In Pace Christi

Duffin Charles

Duffin Charles
Date of birth : 28/12/1930
Place of birth : Glengarnock/GB
Temporary Vows : 09/09/1950
Perpetual Vows : 25/03/1955
Date of ordination : 26/06/1955
Date of death : 21/12/2010
Place of death : Kilmarnock/GB

Fr. Charles Duffin was born in Glengarnock, a small village in north Ayrshire, Scotland, on the 28th. December 1930. He was one of two children born to the Duffin family – the other child being his younger sister Agnes. The village where Charlie was born, once fairly prosperous, was centred around a small steel works which attracted folk who were in search of employment.

As a youngster, Charlie was soon recognised for both his high-spirits and his intelligence. His progress at school was steady and his secondary education came on apace as he commuted each day from his village to the Jesuit school in the big city of Glasgow.

At the age of 18, at the end of his official schooling, the young Charlie decided to go abroad i.e. to travel to England where he joined the Verona Fathers novitiate in Sunningdale, near London. His arrival at Sunningdale marked a special moment in the development of what was later to become the London Province – he, Charlie, was to be the first Scot to join the Institute and he was to start his journey in the Sunningdale house that had been requisitioned by the army and only just been returned to the Institute (a good three years after the Second World War had ended).
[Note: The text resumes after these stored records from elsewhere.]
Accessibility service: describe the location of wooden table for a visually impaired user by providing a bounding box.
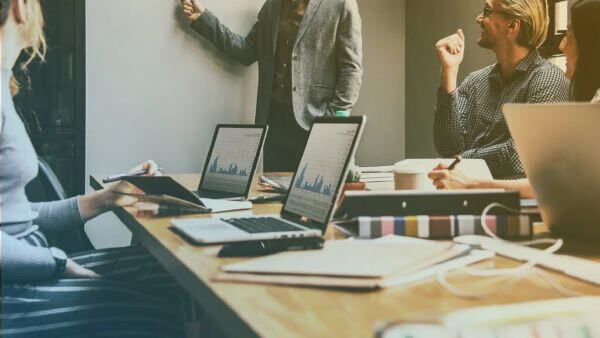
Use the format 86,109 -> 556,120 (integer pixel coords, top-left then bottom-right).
90,174 -> 600,337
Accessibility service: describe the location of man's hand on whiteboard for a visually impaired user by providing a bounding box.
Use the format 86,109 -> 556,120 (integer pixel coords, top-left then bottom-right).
180,0 -> 205,22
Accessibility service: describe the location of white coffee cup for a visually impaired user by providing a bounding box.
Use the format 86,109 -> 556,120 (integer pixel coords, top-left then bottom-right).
394,167 -> 427,190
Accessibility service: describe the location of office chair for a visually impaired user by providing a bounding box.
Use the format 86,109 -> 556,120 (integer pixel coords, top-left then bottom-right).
25,156 -> 94,254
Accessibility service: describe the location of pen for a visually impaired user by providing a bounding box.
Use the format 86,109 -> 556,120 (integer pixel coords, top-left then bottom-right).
102,168 -> 162,183
448,155 -> 462,170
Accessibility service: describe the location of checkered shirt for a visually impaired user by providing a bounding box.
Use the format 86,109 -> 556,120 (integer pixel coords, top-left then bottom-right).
433,50 -> 569,179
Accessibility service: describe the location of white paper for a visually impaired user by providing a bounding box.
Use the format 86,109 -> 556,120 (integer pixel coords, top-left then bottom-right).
554,0 -> 569,35
200,198 -> 252,213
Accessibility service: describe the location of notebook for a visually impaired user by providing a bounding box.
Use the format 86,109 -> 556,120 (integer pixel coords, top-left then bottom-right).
214,240 -> 468,289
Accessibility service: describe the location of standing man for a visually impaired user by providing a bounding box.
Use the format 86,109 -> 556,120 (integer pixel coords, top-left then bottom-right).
181,0 -> 362,171
434,0 -> 569,179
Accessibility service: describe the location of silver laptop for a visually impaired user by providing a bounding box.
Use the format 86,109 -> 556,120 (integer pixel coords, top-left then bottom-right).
504,103 -> 600,239
193,124 -> 268,200
171,117 -> 366,244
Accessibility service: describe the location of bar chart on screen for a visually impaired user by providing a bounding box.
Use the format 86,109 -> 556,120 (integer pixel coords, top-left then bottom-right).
285,124 -> 357,222
203,128 -> 262,193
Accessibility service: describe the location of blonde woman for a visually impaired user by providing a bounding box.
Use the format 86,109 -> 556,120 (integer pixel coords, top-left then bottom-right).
429,0 -> 600,198
434,0 -> 569,179
0,0 -> 183,337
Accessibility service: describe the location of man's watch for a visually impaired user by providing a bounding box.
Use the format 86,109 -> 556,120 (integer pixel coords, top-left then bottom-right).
50,247 -> 67,275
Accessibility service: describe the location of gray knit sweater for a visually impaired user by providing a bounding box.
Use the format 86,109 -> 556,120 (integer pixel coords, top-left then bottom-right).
0,68 -> 82,282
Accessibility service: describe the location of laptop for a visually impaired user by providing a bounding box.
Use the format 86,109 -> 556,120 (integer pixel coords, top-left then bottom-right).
504,103 -> 600,239
171,116 -> 366,244
193,124 -> 268,200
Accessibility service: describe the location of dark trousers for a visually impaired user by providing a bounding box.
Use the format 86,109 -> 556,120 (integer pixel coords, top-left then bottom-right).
264,100 -> 308,172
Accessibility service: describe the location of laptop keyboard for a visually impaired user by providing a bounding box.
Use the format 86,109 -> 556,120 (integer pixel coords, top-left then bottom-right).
223,217 -> 304,234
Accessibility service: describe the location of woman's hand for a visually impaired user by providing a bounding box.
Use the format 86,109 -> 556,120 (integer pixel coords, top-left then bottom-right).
427,163 -> 474,189
62,259 -> 100,278
79,160 -> 162,221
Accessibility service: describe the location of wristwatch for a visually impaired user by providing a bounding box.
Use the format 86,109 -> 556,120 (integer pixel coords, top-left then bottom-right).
50,247 -> 67,275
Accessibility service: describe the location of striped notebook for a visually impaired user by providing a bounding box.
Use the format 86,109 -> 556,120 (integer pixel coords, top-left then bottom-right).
338,215 -> 533,239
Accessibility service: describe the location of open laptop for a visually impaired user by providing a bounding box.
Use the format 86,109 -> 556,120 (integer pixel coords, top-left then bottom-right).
193,124 -> 268,200
504,103 -> 600,239
171,117 -> 366,244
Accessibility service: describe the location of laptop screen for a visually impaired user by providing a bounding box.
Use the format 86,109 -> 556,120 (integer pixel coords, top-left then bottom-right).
284,119 -> 361,224
198,126 -> 265,195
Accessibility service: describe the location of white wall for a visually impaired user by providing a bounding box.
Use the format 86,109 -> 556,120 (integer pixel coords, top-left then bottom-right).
86,0 -> 405,247
86,0 -> 262,247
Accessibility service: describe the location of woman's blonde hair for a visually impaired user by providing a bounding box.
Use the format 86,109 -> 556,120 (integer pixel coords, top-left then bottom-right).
500,0 -> 550,49
0,0 -> 47,95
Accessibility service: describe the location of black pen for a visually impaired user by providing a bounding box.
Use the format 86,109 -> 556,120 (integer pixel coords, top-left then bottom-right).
448,155 -> 462,170
102,168 -> 162,183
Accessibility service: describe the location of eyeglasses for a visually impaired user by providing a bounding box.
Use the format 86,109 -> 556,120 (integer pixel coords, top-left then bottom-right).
483,6 -> 513,18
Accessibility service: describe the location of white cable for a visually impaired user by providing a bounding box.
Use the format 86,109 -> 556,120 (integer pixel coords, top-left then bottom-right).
437,203 -> 583,299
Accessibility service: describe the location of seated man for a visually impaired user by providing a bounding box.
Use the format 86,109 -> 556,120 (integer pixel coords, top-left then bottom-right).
434,0 -> 569,179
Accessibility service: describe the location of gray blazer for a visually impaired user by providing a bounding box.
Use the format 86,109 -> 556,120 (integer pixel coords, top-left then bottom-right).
192,0 -> 362,130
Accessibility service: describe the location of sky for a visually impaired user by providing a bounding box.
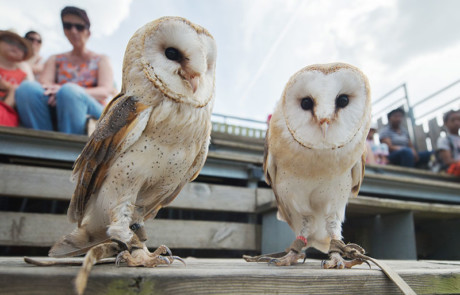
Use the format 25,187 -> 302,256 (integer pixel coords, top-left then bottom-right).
0,0 -> 460,126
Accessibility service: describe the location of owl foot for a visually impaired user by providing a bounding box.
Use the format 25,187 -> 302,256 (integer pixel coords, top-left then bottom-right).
115,245 -> 185,267
321,239 -> 371,269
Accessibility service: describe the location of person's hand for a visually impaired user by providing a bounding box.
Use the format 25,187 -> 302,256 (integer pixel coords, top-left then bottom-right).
43,84 -> 61,107
0,78 -> 17,92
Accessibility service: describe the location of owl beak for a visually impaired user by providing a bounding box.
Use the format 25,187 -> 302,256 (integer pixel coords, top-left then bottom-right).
319,118 -> 329,138
321,123 -> 329,138
187,75 -> 200,93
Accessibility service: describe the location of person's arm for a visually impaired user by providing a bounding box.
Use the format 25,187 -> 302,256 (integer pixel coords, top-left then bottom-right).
38,55 -> 56,85
436,135 -> 456,166
407,137 -> 419,162
0,78 -> 18,107
18,61 -> 35,81
39,55 -> 61,106
86,55 -> 113,103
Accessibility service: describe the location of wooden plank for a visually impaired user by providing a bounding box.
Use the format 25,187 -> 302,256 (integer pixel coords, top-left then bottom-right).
0,212 -> 260,250
208,151 -> 264,165
0,257 -> 460,295
0,164 -> 256,213
428,118 -> 442,151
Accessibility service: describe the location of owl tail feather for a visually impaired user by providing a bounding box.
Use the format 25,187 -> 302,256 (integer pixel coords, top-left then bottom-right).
48,227 -> 110,257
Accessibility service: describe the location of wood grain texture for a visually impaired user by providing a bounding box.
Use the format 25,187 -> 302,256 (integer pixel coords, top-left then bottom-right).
0,257 -> 460,295
257,191 -> 460,219
0,212 -> 260,250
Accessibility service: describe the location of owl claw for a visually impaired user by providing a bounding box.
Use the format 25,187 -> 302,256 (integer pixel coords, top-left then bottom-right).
172,256 -> 187,266
115,250 -> 129,267
111,239 -> 129,252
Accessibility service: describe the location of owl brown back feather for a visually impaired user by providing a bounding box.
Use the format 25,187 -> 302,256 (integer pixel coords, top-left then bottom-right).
67,94 -> 149,226
263,128 -> 292,228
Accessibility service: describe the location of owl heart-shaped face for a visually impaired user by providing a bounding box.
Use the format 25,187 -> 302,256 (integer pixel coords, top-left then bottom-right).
134,17 -> 216,107
282,64 -> 370,149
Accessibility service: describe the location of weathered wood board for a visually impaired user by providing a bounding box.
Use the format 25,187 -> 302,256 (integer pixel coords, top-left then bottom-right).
0,212 -> 260,251
0,257 -> 460,295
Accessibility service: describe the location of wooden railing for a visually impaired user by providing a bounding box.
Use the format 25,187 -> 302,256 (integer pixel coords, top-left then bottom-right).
0,127 -> 460,259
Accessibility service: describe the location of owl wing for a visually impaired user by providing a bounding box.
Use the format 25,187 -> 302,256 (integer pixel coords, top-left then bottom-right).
67,93 -> 154,226
263,128 -> 292,228
144,134 -> 209,220
351,151 -> 366,197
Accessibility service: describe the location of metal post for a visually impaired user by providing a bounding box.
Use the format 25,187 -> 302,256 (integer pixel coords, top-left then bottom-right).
402,83 -> 417,150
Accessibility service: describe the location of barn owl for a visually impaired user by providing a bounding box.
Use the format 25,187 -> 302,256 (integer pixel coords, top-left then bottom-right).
245,63 -> 371,268
43,17 -> 216,293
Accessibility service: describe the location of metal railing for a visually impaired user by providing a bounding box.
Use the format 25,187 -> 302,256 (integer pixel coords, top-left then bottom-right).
372,79 -> 460,150
211,114 -> 267,138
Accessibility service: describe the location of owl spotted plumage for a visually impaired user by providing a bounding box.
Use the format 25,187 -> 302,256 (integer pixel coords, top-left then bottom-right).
46,17 -> 216,291
245,63 -> 371,268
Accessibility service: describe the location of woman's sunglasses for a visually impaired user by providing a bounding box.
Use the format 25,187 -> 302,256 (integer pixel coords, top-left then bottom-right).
62,22 -> 86,32
0,37 -> 27,52
26,37 -> 42,44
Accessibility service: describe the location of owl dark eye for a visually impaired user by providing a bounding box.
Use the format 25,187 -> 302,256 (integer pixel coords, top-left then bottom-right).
335,94 -> 350,109
300,97 -> 313,111
165,47 -> 182,61
129,223 -> 141,232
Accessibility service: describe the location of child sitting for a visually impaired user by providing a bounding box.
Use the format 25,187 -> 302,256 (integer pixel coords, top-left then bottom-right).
0,31 -> 33,127
436,110 -> 460,176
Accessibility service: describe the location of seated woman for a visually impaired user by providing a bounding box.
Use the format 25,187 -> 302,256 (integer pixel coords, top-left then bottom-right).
16,6 -> 113,134
436,111 -> 460,176
0,31 -> 34,127
24,31 -> 44,79
380,108 -> 431,167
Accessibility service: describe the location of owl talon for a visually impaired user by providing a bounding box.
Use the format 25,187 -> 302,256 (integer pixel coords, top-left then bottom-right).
111,239 -> 129,252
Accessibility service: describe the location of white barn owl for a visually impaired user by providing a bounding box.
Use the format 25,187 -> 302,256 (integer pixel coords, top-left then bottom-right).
245,63 -> 371,268
42,17 -> 216,292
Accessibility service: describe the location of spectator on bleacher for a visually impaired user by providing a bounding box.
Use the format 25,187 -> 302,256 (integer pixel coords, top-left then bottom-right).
16,6 -> 113,134
380,108 -> 431,167
436,110 -> 460,176
24,31 -> 44,80
0,31 -> 33,127
366,122 -> 388,165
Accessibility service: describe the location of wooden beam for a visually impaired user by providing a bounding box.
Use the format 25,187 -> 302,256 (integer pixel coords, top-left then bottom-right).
0,257 -> 460,295
0,212 -> 260,251
0,164 -> 256,213
257,190 -> 460,219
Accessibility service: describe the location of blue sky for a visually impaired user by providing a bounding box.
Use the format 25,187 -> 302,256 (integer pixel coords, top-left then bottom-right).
0,0 -> 460,125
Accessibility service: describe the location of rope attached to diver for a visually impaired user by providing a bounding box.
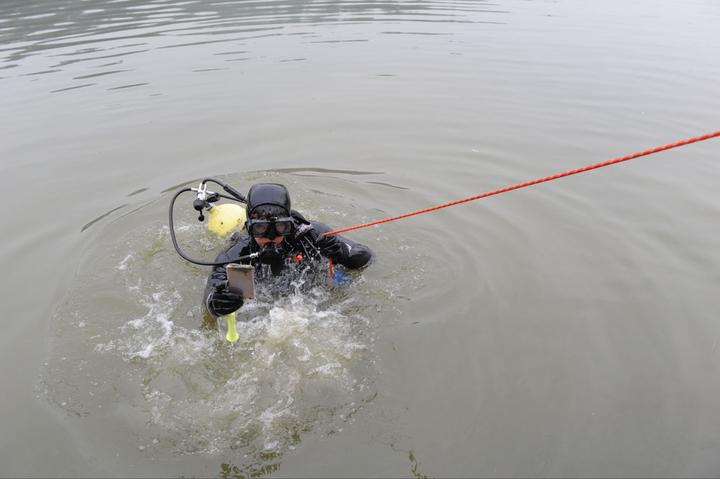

Charlie’s formation lasted a mere seven years – two years novitiate (he made his first vows in Sunningdale in 1950), a year of philosophy (also at Sunningdale), and four years of theology (at Venegono). He made his perpetual profession in the March of 1955 and was ordained priest in the June of the same year.

Immediately after ordination Fr. Charlie was packed off to Uganda where he spent the next ten years (1955-1965) serving in Lira-Ngeta, Kangole (a pioneer mission), and Aliwang. Many were the difficulties and hardships that the missionaries were expected to share and to face. In later life Fr. Charlie would recall some of these with a degree of incredulity! One of the personal gifts about which Fr. Charlie never spoke, however, was his innate ability with languages: his grasp of Acholi, Lango and Karimojong was often commented upon by others; his Italian, French and Spanish were, by all reports, pretty noteworthy.

Fr. Charlie spent the second decade (1966-1976) of his priestly ministry in the northern hemisphere: in Scotland, where he helped found the first Comboni Community there (in Dumfries not all that far from his home village); in the USA, where he was based at the community in Montclair and from where he attended Notre Dame University; in England, where he served as a teacher in the Junior Seminary; and in Rome where he spent a year helping with the translation of Institute documents into English. It was during the last couple of years of this decade of service that Fr. Charlie’s health began to suffer and this was to be a cross that would stay with him right to the end of his life.

Of the next 17 years (1976-1992 inclusive) of Fr. Duffin’s ministry, eleven were spent in Mexico (Santa Rosalia parish, Ciudad Insurgentes, La Paz – Corazon de Maria parish, and Casa San Daniele Comboni also in La Paz) with five spent in the LP (London). Fr. Charlie’s service in Mexico was also something that he recalled fairly frequently; he always claimed that the mission in Baja California could be every bit as demanding as the toughest parts of East Africa.

In 1992 Fr. Charlie, already in poor health, returned home for good. By 1996 his situation had deteriorated so much that he stood in need of a more constant form of medical attention/supervision. The most suitable and most acceptable solution in these circumstances was for Fr. Charlie, while remaining a member of the Glasgow community, to go to live with his sister Agnes, a retired teacher, and to give a hand in the local parish whenever possible. Some four years ago Fr. Charlie became completely house-bound and at the beginning of December he suffered yet another stroke. He died in hospital in Kilmarnock on Tuesday 21st December 2010 attended by his sister.